Queues and databases

antirez 4395 days ago. 297294 views.

Queues are an incredibly useful tool in modern computing, they are often used in order to perform some possibly slow computation at a latter time in web applications. Basically queues allow to split a computation in two times, the time the computation is scheduled, and the time the computation is executed. A “producer”, will put a task to be executed into a queue, and a “consumer” or “worker” will get tasks from the queue to execute them. For example once a new user completes the registration process in a web application, the web application will add a new task to the queue in order to send an email with the activation link. The actual process of sending an email, that may require retrying if there are transient network failures or other errors, is up to the worker.
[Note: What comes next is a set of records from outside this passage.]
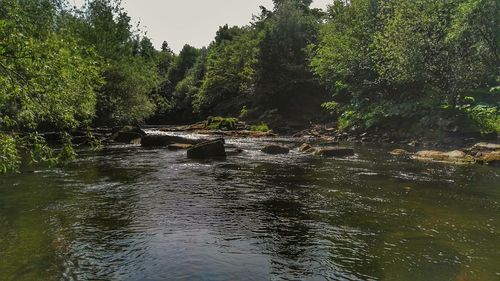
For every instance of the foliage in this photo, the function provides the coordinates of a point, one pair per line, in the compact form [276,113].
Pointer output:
[262,127]
[221,123]
[9,155]
[389,61]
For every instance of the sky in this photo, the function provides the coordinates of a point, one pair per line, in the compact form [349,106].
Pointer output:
[191,22]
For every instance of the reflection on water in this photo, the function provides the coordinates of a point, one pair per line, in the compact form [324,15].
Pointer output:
[129,213]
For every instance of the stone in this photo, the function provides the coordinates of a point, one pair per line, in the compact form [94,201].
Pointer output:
[490,158]
[399,152]
[179,146]
[275,149]
[208,149]
[335,152]
[128,134]
[166,140]
[456,156]
[305,147]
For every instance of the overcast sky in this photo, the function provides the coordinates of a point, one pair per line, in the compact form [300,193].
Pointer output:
[192,21]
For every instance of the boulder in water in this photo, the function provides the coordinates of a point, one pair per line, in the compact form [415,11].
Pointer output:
[179,146]
[305,147]
[275,149]
[166,140]
[128,134]
[334,151]
[208,149]
[456,156]
[399,152]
Technically speaking we can think at queues as a form of inter-process messaging primitive, where the receiving process needs to acknowledge the reception of the message. Messages can not be fire-and-forget, since the queue needs to understand if the message can be removed from the queue, so some form of acknowledgement is strictly required.

When receiving a message triggers the execution of a task, like it happens in the kind of queues we are talking about, the moment the message reception is acknowledged changes the semantic of the queue. When the worker process acknowledges the reception of the message *before* processing the message, if the worker fails the message can be lost before the task is performed at all. If the acknowledge is sent only *after* the message gets processed, if the worker fails or because of network partitions the queue may re-deliver the message again. This happens whatever the queue consistency properties are, so, even if the queue is modeled using a system providing strong consistency, the indetermination still holds true:

* If messages are acknowledged before processing, the queue will have an at-most-once delivery property. This means messages can be processed zero or one time.
* If messages are acknowledged after processing, the queue will have an at-least-once delivery property. This means messages can be processed from 1 to infinite number of times.

While both of this cases are not perfect, in the real world the second behavior is often preferred, since it is usually much simpler to cope with the case of multiple delivery of the message (triggering multiple executions of the task) than a system that from time to time does not execute a given task at all. An example of at-least-once delivery system is Amazon SQS (Simple Queue Service).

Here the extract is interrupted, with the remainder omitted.